I.e. is there more than one formula and if so, is
it possible they may result in differing results
significant enough to matter when relating to
backgammon check play analysis.
Also with regards to checker play comparison,
should we lean towards truncated rollouts with a set
horizon with no variance reduction or are the results
likely to better when applying
variance reduction a full rollout?
Thanks
Midas
Editor of Backgammon Bonanza
www.depreli.demon.co.uk
I can trivially answer "yes" to this but in a way that might not be
useful to you. Jellyfish uses one method (the name of the algorithm is
in the manual) and Snowie uses a method that might or might not be the
same. (I'll speculate that it isn't the same since Snowie generally
reports a higher "equivalent to X games" value for the same size
rollout, which suggests that it reduces variance faster.)

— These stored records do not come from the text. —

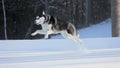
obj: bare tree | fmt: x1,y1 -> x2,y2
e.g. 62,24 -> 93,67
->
111,0 -> 120,37
2,0 -> 7,40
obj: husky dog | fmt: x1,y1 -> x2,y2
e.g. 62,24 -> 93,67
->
31,12 -> 82,48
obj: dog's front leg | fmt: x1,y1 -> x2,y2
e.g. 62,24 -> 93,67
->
44,30 -> 54,39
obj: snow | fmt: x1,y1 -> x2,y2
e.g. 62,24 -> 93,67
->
52,19 -> 112,39
0,19 -> 120,68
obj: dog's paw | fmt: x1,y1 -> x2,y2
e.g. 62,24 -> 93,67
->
31,33 -> 36,36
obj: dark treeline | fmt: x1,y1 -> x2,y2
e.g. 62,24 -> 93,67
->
0,0 -> 111,39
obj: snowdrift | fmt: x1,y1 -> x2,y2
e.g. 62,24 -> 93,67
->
0,38 -> 120,52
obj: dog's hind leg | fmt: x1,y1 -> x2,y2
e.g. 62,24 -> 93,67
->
44,30 -> 54,39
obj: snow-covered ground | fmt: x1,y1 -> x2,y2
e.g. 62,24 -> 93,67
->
0,20 -> 120,68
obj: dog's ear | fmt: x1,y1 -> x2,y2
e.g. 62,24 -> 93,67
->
42,11 -> 45,15
36,16 -> 40,19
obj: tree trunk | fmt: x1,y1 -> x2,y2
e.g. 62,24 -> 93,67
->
111,0 -> 120,37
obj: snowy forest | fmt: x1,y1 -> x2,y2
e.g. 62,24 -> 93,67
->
0,0 -> 111,39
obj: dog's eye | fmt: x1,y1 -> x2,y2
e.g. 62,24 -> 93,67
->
36,16 -> 40,19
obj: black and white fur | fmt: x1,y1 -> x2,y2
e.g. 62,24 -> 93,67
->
31,12 -> 82,48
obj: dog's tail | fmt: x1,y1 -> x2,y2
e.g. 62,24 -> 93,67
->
67,23 -> 79,37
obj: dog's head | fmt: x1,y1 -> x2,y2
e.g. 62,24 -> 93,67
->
35,11 -> 45,25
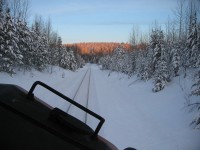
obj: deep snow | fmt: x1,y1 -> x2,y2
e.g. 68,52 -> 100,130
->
0,64 -> 200,150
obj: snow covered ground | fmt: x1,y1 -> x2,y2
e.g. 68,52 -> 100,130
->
0,64 -> 200,150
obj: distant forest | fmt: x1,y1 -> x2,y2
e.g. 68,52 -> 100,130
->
65,42 -> 131,54
0,0 -> 200,128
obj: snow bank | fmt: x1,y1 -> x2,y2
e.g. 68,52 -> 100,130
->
0,65 -> 200,150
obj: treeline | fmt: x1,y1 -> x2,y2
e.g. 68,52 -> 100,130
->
66,42 -> 131,54
99,0 -> 200,128
0,0 -> 83,75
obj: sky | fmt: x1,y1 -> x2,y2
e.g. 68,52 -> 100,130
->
30,0 -> 176,44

In addition there's at least one variance reduction method that isn't
used by any computer programs that I am aware of. This is the (hereby
named, although reported on this newsgroup previously) Zehr
Cube-reduction algorithm: when rolling out with a live cube and a
takeable cube is given, keep the cube at the same value and play two
games from the position where the cube was turned. (Do this on all
subsequent cube turnings too.) The purpose of this is to allow a live
cube on rollouts and yet keep a single game with a high cube value from
affecting the results too much.
>I.e. is there more than one formula and if so, is
>it possible they may result in differing results
>significant enough to matter when relating to
>backgammon check play analysis.
I'm sure one can use different algorithms to get different results from
the same neural net and dice, however one would also get different
results from different neural nets when using the same algorithm.

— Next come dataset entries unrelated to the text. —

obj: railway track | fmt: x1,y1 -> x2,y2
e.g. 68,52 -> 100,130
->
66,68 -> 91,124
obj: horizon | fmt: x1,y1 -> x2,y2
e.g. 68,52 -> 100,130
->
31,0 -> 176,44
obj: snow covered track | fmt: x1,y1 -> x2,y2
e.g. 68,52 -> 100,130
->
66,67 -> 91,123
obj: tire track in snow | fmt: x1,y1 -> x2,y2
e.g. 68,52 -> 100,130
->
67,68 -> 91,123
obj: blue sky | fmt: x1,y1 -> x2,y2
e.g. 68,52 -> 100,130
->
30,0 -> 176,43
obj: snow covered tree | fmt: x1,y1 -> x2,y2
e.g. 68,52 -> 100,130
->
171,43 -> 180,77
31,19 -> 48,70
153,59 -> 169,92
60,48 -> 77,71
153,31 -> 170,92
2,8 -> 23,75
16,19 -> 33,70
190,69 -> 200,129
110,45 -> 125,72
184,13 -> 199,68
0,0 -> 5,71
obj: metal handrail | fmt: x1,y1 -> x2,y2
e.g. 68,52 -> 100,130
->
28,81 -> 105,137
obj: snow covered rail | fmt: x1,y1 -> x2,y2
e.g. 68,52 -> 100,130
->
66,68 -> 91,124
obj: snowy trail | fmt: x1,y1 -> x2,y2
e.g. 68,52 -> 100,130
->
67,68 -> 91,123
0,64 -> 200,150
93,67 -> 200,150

The basic idea of any variance reduction method is to estimate the
amount of luck each side has and factor that out. For example, if one
side has two on the bar against a 5-point board and rolls the necessary
doubles to come in that's a very lucky roll. A variance reduction
algorithm would measure that luck and change the results of the game in
some way to take account of it.
In the example above, if the neural net's evaluation of rolling the
double to enter is +.243 equity, and the evaluation of the position
before rolling as -.324, that roll was worth +.567. If the player who
rolled the lucky double goes on to win then instead of getting 1 point
for the win they might get 1 point less some fraction of the equity from
their lucky rolls. So you might deduct half of .567 (as well as half of
other lucky rolls, but also adding in half of the unlucky rolls, and
doing the same thing for the opponents).
Some variations on this might include:
o vary the fraction of the adjustment (half in the example above)

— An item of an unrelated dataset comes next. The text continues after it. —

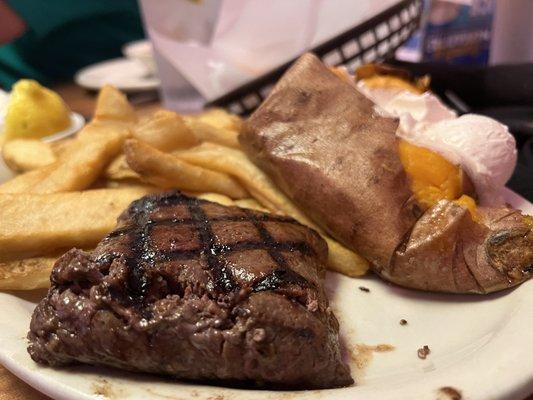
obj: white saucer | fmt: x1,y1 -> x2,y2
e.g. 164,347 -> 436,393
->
74,58 -> 160,92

o only make the adjustment if the roll was especially lucky or unlucky
and make no adjustments for rolls whose value is within some range of
the position's value before rolling
o change the adjustment based on whether the roll was close to the start
of the game or close to the end of the game
Any such algorithm is going to have results vary depending on the
evaluation used to decide what is a lucky roll. In the example above a
different program rolling out the same position with the same dice might
think that rolling the double was worth only .425 and hence make a
smaller adjustment.
An example of another kind of variance reduction is one that Snowie uses
-- you can enable bearoff database truncation. When using this a
rollout stops at the point when Snowie can look it up in its bearoff
database. This database is extremely accurate and can reduce all of the
variance from luck during the bearoff. For example, Snowie might
determine that one side has a 63% chance of winning. At that point it
can stop that game and use a result of .26 equity.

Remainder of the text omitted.